A story that used graphics in comic form to tell the story of Zumrat Dawut, a Uyghur woman who said she was persecuted and detained by the Chinese government as part of systemic abuses against her community, brought the illustrated reporting and commentary prize to Fahmida Azim, Anthony Del Col, Josh Adams and Walt Hickey of Insider.

Jennifer Senior of The Atlantic won the award for feature writing, for a piece marking the 20th anniversary of the 9/11 attacks through a family’s grief.

Melinda Henneberger of The Kansas City Star won for commentary, for columns about a retired police detective accused of sexual abuse and those who said they were assaulted calling for justice.

The editorial writing prize went to Lisa Falkenberg, Michael Lindenberger, Joe Holley and Luis Carrasco of the Houston Chronicle, for a piece that called for voting reforms and exposed voter suppression tactics.

The staffs of Futuro Media and PRX took the audio reporting prize for the profile of a man who had been in prison for 30 years and was re-entering the outside world.

The Pulitzer Board awarded a special citation to the journalists of Ukraine for their “courage, endurance, and commitment to truthful reporting during (President) Vladimir Putin’s ruthless invasion of their country and his propaganda war in Russia”.

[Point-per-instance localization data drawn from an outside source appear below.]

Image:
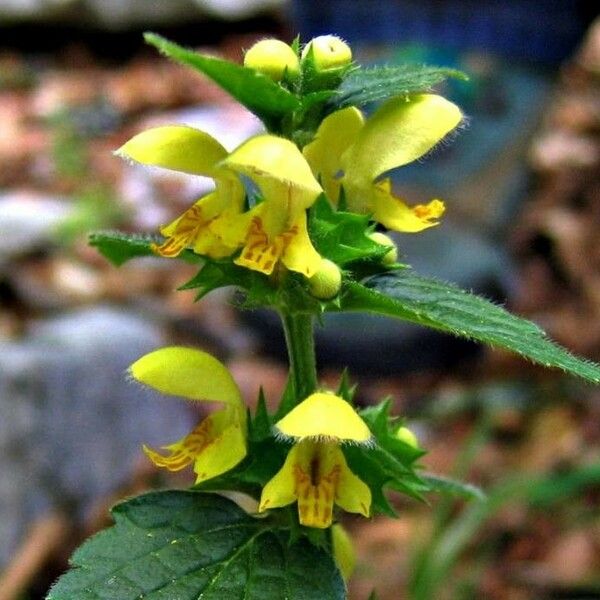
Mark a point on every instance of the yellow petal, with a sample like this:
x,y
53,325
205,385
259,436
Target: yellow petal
x,y
400,131
279,169
299,254
215,446
261,252
184,452
343,550
352,494
336,133
396,215
324,415
187,372
316,478
225,451
207,227
175,147
281,489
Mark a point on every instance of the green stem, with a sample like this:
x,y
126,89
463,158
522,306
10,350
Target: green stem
x,y
300,343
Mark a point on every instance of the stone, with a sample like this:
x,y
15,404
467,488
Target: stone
x,y
72,423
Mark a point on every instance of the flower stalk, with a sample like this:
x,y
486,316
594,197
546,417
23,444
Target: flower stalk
x,y
299,338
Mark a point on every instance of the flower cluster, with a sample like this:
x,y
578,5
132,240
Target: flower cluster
x,y
348,154
315,473
343,157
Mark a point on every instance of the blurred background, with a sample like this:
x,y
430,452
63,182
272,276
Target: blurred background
x,y
523,194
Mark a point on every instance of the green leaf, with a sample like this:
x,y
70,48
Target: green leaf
x,y
380,423
405,295
189,545
223,273
120,247
452,487
364,86
342,236
258,93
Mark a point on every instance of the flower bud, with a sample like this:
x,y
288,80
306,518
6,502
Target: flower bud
x,y
404,434
273,58
329,53
327,281
390,257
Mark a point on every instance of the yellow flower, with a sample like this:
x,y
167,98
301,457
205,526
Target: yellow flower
x,y
218,443
315,473
205,226
402,130
277,230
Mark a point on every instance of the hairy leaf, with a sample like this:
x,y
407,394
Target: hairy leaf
x,y
257,92
120,247
405,295
375,84
189,545
452,487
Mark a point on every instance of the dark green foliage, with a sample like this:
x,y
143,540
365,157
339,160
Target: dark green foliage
x,y
269,101
120,247
364,86
187,545
405,295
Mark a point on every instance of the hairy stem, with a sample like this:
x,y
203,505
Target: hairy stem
x,y
300,343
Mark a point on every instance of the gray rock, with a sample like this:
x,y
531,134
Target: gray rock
x,y
71,424
27,221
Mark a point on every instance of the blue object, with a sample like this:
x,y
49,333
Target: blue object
x,y
544,31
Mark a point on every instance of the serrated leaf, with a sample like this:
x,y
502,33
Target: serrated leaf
x,y
380,423
120,247
376,84
189,545
223,273
452,487
257,92
405,295
342,236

“Despite bombardment, abductions, occupation, and even deaths in their ranks, they have persisted in their effort to provide an accurate picture of a terrible reality, doing honour to Ukraine and to journalists around the world,” the committee said.

The Pulitzer Prizes were established by Joseph Pulitzer, a Hungarian-American journalist and newspaper publisher, who left money to Columbia University upon his death in 1911.

A portion of his bequest was used to found the School of Journalism in 1912 and establish the Pulitzer Prizes, which were first awarded in 1917.

The 19-member Pulitzer Board is composed of leading journalists and news executives from media outlets across the US, as well as five academics or persons in the arts.

The dean of Columbia’s journalism school and the administrator of the prizes are non-voting members.

The chair rotates annually to the most senior member or members.

The Pulitzer Board has also awarded a special citation to Ukrainian journalists.

The board recognised those in their home country covering the ongoing crisis that began earlier this year for “their courage, endurance, and commitment to truthful reporting during Vladimir Putin’s ruthless invasion of their country and his propaganda war in Russia.”

The board said their reporting has provided an accurate picture of the situation in the country and has done honour to both Ukraine and journalists everywhere.